“Excuse me, sir,” said the swan, “can you tell me where I am?”
“Why, you’re here,” said the bear.
“I know I’m here,” said the swan, thinking his new acquaintance was dull-witted; “but where is ‘here’? You see, I’m an English swan”—
“Excuse me,” said the bear, “swans are black, I’ve seen thousands of ’em” .
“They’re black in this country,” said the swan, “just the same as the Aboriginals are black; but they are white in England, just the same as the people there are white. I don’t like mentioning it, but our family are very highly regarded in England—one of the oldest families. We came to England from Cyprus with Richard Coeur-de-Leon.”
“I’m a bit in that line myself,” said the bear. “Did you ever hear of the Flood, when Noah took the animals in the Ark? Well, my people wouldn’t go in the Ark. They didn’t see any chance of getting fresh gum leaves every day, and they heard that this Noah was not too reliable. A capable chap—he must have been a capable chap to organise that outfit—but inclined to drink. So our people climbed trees and lived on gum leaves till the water went down. They say the Flood wasn’t as high here as it was in other places, but I’ve never seen a flood but what somebody would tell you it was higher at his place than at yours. Have you any friends here?”
“I’m afraid not,” said the swan, “but you never know. I’ll give you a call.” So he put up his head and sent a call echoing through the bush like the clang of a great brazen gong. Twice he repeated it, but no answer came. “No luck,” said the bear. “Anyone within two miles would be deaf if he didn’t hear that. I’m pretty good, myself, at making people hear me. We got a lot of practice in the Flood, shouting to each other from the trees, and when we saw old Noah drifting on to a sandbank, we’d give him a hail. Listen to me.” And throwing his head back he emitted the weirdest and most unmusical noise you ever heard. It sounded like an empty train running over an iron bridge.
“I could have had good money to go on the stage,” he said, “but of course in my position I couldn’t consider it. What would people think?”
“I suppose you have a lot of freinds,” said the swan.
“Well, not exactly friends,” said the bear. “You see, we of the old families have to be a bit particular. We can’t associate with these nouveaux riches and Johnny-come-lately people that you see about. Now, there’s the possums—people that pretend to be relations of mine, but they’re not. I saw one of them hanging upside down by the tail from a limb one night. Most undignified. Thank goodness, no matter what has happened to us, we have never grown tails. The Platypus family is as old as we are, but they live in the water, and I have never touched water, inside or outside, in my life; so we don’t see anything of them.”
“Do they date back to the Flood?” said the swan, who was thinking that after all Coeur-de-Lion seemed quite modern compared to these people.
“Oh, yes,” said the bear. “They wouldn’t go in the Ark either. Couldn’t see any hope of getting their regular food, and there was a first-class chance of getting trodden on by the elephant. So they took to the water and they had the time of their lives. Plenty of food, and they drifted about on floating logs and fence posts all day long. Didn’t even have to swim. That was a gentleman’s life, if you like.”
“What is there up this creek?” said the swan. “Do you travel about much?”

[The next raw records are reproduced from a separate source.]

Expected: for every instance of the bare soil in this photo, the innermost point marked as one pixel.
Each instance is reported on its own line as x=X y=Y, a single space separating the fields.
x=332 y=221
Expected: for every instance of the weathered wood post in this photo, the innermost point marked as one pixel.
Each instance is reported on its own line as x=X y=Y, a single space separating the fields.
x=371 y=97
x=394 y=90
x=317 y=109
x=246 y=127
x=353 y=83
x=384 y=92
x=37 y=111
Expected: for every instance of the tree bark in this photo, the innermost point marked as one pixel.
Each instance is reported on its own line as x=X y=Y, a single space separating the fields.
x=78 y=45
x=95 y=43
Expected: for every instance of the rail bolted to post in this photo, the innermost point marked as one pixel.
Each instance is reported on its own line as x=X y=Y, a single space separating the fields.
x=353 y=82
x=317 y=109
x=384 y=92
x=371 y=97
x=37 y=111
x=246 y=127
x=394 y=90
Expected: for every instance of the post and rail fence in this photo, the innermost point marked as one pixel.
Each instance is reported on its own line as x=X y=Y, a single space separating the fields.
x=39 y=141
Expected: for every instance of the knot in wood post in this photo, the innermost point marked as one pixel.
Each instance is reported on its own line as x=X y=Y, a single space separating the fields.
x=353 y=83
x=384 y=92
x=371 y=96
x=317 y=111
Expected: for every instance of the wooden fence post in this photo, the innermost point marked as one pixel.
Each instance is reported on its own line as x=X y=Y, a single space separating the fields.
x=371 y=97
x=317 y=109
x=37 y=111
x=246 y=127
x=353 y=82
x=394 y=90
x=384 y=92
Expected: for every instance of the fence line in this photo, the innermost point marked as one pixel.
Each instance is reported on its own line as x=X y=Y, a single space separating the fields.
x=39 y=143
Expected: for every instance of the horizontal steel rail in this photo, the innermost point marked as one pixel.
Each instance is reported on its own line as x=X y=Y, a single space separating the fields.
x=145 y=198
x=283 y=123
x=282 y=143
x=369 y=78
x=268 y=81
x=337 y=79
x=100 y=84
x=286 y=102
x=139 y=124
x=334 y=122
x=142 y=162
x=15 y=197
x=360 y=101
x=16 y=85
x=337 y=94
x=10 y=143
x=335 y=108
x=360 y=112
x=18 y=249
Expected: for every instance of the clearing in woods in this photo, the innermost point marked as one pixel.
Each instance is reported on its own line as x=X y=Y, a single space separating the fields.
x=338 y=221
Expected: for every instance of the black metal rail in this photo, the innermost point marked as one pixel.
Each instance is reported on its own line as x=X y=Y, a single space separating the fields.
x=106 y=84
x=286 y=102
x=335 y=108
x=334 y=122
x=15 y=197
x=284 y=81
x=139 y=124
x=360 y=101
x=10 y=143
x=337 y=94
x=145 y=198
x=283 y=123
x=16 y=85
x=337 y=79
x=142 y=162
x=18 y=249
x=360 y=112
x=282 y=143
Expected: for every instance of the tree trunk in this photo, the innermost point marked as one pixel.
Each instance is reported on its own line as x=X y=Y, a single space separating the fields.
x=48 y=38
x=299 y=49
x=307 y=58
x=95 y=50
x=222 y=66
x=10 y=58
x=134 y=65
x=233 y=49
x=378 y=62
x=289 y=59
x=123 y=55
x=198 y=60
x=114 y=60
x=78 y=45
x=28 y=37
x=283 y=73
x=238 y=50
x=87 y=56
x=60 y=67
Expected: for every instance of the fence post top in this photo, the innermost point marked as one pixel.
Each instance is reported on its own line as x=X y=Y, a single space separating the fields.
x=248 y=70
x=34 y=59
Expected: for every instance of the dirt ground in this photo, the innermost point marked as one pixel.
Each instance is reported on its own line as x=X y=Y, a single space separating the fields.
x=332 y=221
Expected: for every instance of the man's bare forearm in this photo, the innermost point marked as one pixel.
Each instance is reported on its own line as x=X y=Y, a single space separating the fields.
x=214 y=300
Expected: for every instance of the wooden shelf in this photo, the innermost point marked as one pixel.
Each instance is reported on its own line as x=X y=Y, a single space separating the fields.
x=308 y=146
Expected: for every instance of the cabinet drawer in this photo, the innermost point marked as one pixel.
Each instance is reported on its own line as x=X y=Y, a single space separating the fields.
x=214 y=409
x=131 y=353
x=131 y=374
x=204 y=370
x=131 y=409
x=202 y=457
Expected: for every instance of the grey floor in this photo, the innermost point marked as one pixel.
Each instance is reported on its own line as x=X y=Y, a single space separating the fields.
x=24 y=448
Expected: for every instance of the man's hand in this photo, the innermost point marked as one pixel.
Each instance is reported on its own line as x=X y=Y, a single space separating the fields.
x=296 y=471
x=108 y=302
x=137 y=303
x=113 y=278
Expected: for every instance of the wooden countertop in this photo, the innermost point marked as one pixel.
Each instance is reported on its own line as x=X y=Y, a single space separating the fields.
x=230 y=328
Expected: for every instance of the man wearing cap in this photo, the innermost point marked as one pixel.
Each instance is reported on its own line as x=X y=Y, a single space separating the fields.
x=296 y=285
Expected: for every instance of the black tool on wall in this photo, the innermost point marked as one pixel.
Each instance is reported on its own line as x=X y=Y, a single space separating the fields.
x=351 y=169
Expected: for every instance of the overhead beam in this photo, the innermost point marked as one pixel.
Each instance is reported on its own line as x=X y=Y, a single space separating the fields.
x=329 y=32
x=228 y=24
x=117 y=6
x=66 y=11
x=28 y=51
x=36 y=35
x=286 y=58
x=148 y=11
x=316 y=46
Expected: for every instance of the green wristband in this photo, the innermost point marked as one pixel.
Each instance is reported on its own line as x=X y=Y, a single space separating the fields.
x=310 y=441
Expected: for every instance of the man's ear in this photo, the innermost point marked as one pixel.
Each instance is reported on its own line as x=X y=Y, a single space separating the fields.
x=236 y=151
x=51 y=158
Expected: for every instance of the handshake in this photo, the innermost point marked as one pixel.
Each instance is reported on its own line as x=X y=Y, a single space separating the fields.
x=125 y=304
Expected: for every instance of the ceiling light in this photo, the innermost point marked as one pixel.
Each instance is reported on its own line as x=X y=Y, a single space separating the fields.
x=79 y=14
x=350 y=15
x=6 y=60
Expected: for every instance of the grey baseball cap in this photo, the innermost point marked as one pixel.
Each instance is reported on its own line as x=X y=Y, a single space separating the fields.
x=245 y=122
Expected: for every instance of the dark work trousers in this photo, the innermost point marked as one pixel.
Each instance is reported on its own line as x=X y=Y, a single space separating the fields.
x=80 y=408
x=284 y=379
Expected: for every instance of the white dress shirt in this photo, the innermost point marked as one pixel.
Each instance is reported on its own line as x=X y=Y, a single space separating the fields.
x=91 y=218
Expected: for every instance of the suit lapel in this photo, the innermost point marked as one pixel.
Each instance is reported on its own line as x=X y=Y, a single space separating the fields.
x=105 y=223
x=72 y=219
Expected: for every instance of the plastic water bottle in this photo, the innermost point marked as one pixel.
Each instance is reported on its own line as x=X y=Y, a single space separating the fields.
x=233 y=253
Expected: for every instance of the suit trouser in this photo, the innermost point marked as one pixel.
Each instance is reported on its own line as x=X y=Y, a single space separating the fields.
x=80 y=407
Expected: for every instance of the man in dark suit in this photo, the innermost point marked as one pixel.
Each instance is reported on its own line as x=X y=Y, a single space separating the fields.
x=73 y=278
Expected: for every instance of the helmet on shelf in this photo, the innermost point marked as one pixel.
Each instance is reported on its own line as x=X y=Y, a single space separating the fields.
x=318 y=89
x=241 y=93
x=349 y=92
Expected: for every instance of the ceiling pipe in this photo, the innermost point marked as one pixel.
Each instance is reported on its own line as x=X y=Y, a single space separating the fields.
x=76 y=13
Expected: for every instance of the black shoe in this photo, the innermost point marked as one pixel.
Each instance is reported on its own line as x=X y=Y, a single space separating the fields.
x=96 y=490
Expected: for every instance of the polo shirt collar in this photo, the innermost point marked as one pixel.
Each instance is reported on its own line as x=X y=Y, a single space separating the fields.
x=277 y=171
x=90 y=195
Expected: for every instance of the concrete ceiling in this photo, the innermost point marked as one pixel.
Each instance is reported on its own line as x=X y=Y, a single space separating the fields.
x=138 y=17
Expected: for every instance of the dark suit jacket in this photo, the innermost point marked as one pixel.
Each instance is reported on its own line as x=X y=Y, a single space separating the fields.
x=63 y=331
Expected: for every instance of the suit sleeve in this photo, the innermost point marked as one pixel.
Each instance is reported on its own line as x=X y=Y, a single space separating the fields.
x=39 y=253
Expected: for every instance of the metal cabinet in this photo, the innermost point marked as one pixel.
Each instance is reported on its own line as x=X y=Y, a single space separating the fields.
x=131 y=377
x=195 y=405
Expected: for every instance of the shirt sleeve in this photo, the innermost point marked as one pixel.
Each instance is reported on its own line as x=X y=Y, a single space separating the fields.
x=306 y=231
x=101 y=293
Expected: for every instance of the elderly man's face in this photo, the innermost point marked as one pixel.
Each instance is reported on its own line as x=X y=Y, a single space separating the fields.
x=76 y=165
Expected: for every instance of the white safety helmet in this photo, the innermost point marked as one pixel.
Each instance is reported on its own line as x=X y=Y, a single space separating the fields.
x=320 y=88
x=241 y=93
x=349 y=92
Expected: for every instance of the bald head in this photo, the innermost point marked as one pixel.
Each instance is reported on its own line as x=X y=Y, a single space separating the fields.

“Me travel!” said the bear. “Do I look like it? Why should I? They say there are better trees up the creek, but what was good enough for my fathers is good enough for me. One of our people went wandering all over the place, half a mile up the creek, and he climbed a tree with a bee’s nest in it and they stung him till his nose swelled up like an elephant’s trunk. That’s what he got for being one of those revolutionary chaps. Served him right.”
“Well,” said the swan, “I’m glad to have met you and I think I’d better be moving on.”
“Not a bit of it,” said the bear, “not a bit of it. Never move on when you’re lost. If people that are lost would sit still they’d be all right; but they will keep moving about and they die before people can catch up with them. Stay where you are and someone’s sure to hear of you and they’ll come here to look for you.”
While they were talking, the surface of the waterhole below them was as smooth as glass. Then, without a splash or a ripple, a lithe brown creature rose to the surface and drifted there soundlessly, looking up at them with bright little eyes.
“Good-day, Mr Platypus,” said the bear. “This,” he went on, indicating the swan with a wave of his hand, “is an English friend of mine. I want you to take him where he can get a good feed of lily roots and frogs, and then fetch him back here. We’ll boil the billy and make a night of it. He can tell us about Richard Coeur-de-Leon, and we can tell him about these neighbors of ours.” And it is from what the native bear and the platypus said that night that this book is written.